By Greg Ritchie and Ye Xie | Updated on Jun 10, 2026 at 07:21 PM

 

The Marriner S. Eccles Federal Reserve building in Washington, DC. Photographer: Stefani Reynolds/Bloomberg

Bond traders maintained bets that the Federal Reserve will raise interest rates by the end of the year, even after a soft US core inflation reading eased pressure on Chairman Kevin Warsh to act sooner.

Interest-rate swaps showed traders continued pricing in a rate hike by December after the report on Wednesday, and Treasury yields resumed climbing with oil prices later in the session, most by two to three basis points, despite good demand for an auction of 10-year notes. The US dollar slipped.

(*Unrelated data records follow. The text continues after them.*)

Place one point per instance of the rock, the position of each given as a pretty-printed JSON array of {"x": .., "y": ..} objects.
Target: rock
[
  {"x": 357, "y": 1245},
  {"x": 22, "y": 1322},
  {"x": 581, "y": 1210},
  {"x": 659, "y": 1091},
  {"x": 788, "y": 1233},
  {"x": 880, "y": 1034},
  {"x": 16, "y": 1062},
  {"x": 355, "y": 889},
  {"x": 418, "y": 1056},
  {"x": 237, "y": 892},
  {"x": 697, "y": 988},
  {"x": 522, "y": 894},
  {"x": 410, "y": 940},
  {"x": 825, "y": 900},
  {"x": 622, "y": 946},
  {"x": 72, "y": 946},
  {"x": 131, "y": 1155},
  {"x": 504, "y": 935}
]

Still, the consumer price index data for May allayed concern that the war-driven surge in oil prices since late February is leading the US economy into an inflationary spiral that will require a series of Fed rate increases. The swaps market fully prices in only one hike by the end of next year, and among major Wall Street banks, several still predict rate cuts in 2027.

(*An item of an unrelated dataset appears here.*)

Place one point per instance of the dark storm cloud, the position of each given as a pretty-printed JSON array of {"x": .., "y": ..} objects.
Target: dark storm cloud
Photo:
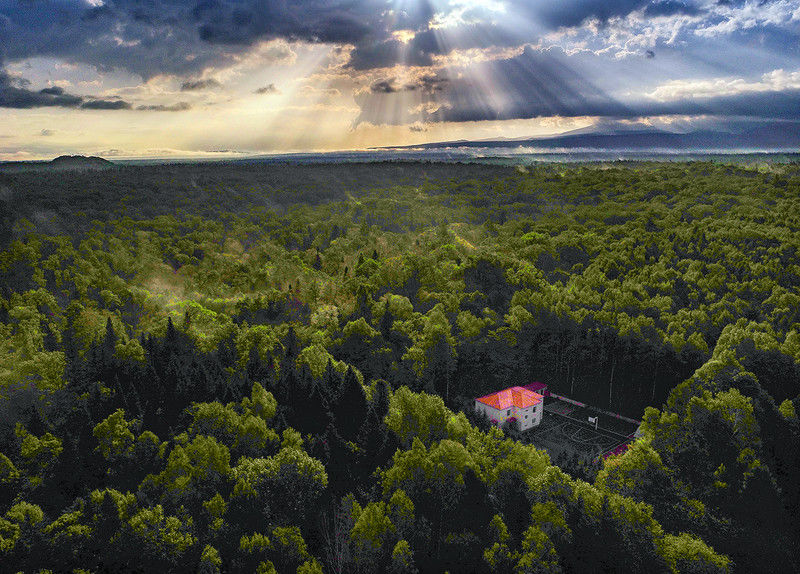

“The biggest takeaway is that it gives the Fed a tiny bit of breathing room,” said Dan Carter, senior portfolio manager at Fort Washington Investment Advisors. “Another hot month would have put a lot more pressure on them on rate hikes, but this is just soft enough to allow them to wait and see.”

The core consumer price index, which excludes food and energy to show underlying inflation, increased 0.2% from April, compared to a 0.3% consensus forecast among economists polled by Bloomberg.

Ahead of the report, traders in the options market linked to the Fed-sensitive Secured Overnight Financing Rate had been piling into positions targeting multiple rate hikes in the coming months. Some had even embraced wagers for a move as soon as September following Friday’s surprisingly strong US employment report.

Those moves capped a vast repricing in the bond market since late February, when the US and Israel’s attacks on Iran sparked a surge in oil prices. That upended bets that the central bank under Warsh would be able to lower rates, as President Donald Trump has advocated.

The core inflation gauge helps isolate the impact of short-term spikes in energy costs on other consumer prices. While headline CPI rose 4.2% from a year earlier, the greatest increase in three years, the muted core gains suggest that a broader inflationary impulse from the oil surge has yet to materialize.

“It’s not nice seeing a 4% handle, and certainly there’s no excuse for easing at this point, but I think the Fed can sit pat,” David Kelly, chief global strategist at JPMorgan Asset Management, told Bloomberg Television. Warsh has no intention “of leading the charge to cut interest rates when you’ve got the inflation rate basically at the unemployment rate target.”

To be sure, oil prices maintain a grip on the Treasury market amid uncertainty about how long Middle East supply will be curtailed. US 10- and 30-year reached session highs in US afternoon trading concurrently with benchmark oil prices, which extended their daily climb to more than 3% after Trump’s latest threats to resume strikes on Iran.

Still, the Treasury Department’s monthly auction of 10-year notes drew a slightly lower-than-expected yield of 4.538%, a sign of strong demand. The $39 billion reopening at 1 p.m. New York time was the second of three longer-term Treasury debt auctions this week. A $22 billion sale of 30-year bonds is slated for Thursday.